Сегодняшний день оказался первым… Это первый день, когда он заночевал в каюте судна – с тех пор как ездил по Амазонке. Малин уже и забыл, каким это может быть тихим и мирным – оставаться в одиночестве в компании одних лишь волн, которые нежно покачивают лодку. Также это первый день, сколько он себя помнил, когда особо нечего делать. Лаборатория закрыта на весь август, а поставленный в тупик Брюс, лаборант, отправлен на подведение предварительных итогов под присмотром коллеги. Дом в Кембридже заперт, домоуправительнице сказано, что он не вернётся до сентября. «Ягуар» как можно бережней припаркован на пустой стоянке за старым хозяйственным магазином.
Вчера, незадолго до того, как выписаться из гостиницы в Сауфпорте, он получил записку от Найдельмана – одну-единственную фразу, в которой тот попросил его о встрече у острова Рэгид сегодня на закате. И это значило, что у Малина свободен весь день. Поначалу доктор опасался, что целый день будет один на один с воспоминаниями. Он даже подумал, не взять ли акварели, которые на выходных всегда с ним, и не рискнуть ли сделать набросок побережья. Но намерение так и осталось лишь намерением. По какой-то причине здесь, на воде, его охватило чувство апатичного спокойствия. Он вернулся домой, в Стормхавэн. Даже побывал вблизи острова Рэгид, воочию увидел зверя и выжил.
Хатч бросил взгляд на часы. Почти семь тридцать, пора.
Он завёл мотор и с удовольствием услышал, как послушно заработал мощный дизель. Низкие вибрации под ногами, «буб-буб» выхлопов – всё показалось подобным песням сирен из прошлого, некогда сладкого и причиняющего боль. Толчком руки Хатч подбавил ходу и направил нос «Плэйн Джейн» на остров Рэгид.
День выдался погожий. Продолжая управлять лодкой, Хатч увидел, как, отделённая широкой полосой воды, вырисовывается перед ним тень острова Хермит – контраст в солнечном свете. Океан оказался пуст, если не считать одинокую рыбацкую лодку у берегов. Рыбак вытягивал сети. Сегодня Хатч несколько раз выходил на палубу, осматривая горизонт, наполовину ожидая увидеть какую-либо активность у острова Рэгид. Так ни разу и не заметив ничего, кроме моря и неба, он даже не разобрался, что чувствует – разочарование или облегчение.
За пределами бухты воздух оказался заметно прохладнее. Но вместо того, чтобы спуститься вниз и надеть ветровку, Хатч лишь подбавил ходу, повернув лицо к ветру и приоткрыв рот навстречу солёным брызгам, которые взмывали в воздух, когда «Плэйн Джейн» прорезала зыбь. Каким-то образом, чувствовал он, это очищает – быть здесь одному; чувствовал, что ветру и воде по силам стряхнуть с него паутину и грязь, что накопились за четверть века.

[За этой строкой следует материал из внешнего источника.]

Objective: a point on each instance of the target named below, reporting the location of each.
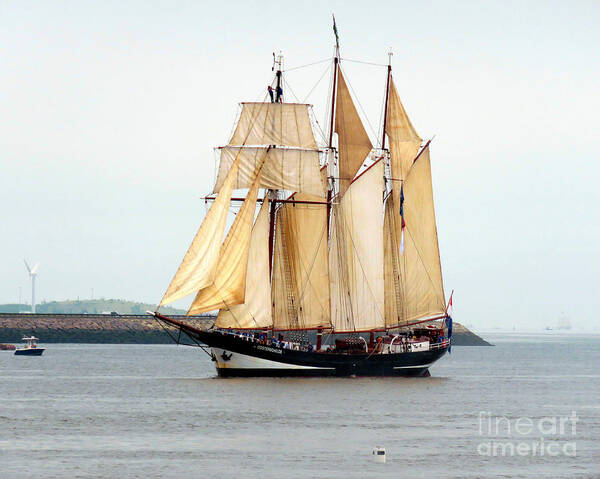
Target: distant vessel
(344, 246)
(563, 324)
(31, 349)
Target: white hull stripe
(243, 361)
(413, 367)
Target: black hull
(238, 357)
(29, 352)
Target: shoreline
(126, 329)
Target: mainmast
(272, 194)
(336, 60)
(387, 97)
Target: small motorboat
(31, 349)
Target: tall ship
(331, 266)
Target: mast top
(337, 38)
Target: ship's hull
(238, 357)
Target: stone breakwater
(129, 328)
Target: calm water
(108, 411)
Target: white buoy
(379, 454)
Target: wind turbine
(33, 274)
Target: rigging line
(341, 258)
(382, 114)
(316, 84)
(381, 315)
(423, 262)
(304, 66)
(365, 63)
(320, 130)
(360, 105)
(312, 264)
(287, 85)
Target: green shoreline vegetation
(114, 321)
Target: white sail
(255, 311)
(403, 138)
(281, 124)
(353, 142)
(356, 255)
(391, 265)
(198, 266)
(284, 169)
(300, 269)
(229, 284)
(420, 267)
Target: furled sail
(284, 169)
(404, 140)
(353, 142)
(300, 270)
(282, 124)
(420, 267)
(255, 312)
(198, 266)
(228, 286)
(356, 255)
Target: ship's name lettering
(267, 348)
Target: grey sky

Внезапно на западной части горизонта, впереди, появилась тёмная тень. Хатч сбавил скорость, чувствуя старое, знакомое чувство тревоги. Сегодня туман вокруг острова был тонок, но очертания острова по-прежнему оставались неясными и отталкивающими, а лебёдки на нём торчали наподобие обрушенных минаретов незнакомого города. Хатч переложил руль налево, сохраняя дистанцию и готовый к тому, чтобы описать круг.
Затем он увидел незнакомое судно, стоящее на якоре в четверти мили от острова, с подветренной его стороны. Когда Хатч приблизился, стало ясно, что это старый пожарный катер, сделанный из дерева коричневого цвета – либо красного дерева, либо тика. Поперёк кормы строгими золотыми буквами шло название – «ГРИФФИН». А ниже, буквами поменьше: «Мистик, Коннектикут».

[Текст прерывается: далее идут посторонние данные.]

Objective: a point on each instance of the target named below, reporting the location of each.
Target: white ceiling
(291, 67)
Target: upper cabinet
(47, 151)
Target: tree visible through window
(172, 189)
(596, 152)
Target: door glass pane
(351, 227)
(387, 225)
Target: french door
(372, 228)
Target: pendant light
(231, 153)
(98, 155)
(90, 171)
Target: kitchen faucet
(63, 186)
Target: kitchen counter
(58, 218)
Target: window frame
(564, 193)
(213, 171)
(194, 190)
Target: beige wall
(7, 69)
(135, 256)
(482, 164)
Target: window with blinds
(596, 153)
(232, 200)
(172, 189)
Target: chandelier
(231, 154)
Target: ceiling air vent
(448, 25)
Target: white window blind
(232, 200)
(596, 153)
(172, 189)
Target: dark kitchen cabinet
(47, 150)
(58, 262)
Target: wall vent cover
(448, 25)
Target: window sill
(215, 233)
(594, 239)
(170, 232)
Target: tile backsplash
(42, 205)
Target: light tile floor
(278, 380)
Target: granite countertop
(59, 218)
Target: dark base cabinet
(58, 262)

Хатч решился было подойти поближе, но затем передумал и выключил двигатель в сотне ярдов от корабля. Катер казался пустым, никто не вышел на борт, чтобы поприветствовать «Плэйн Джейн». На какой-то миг Хатч даже подумал, что «Гриффин» может принадлежать какому-нибудь туристу или одинокому золотоискателю, но уже почти закат; если это и совпадение, то слишком уж невероятное.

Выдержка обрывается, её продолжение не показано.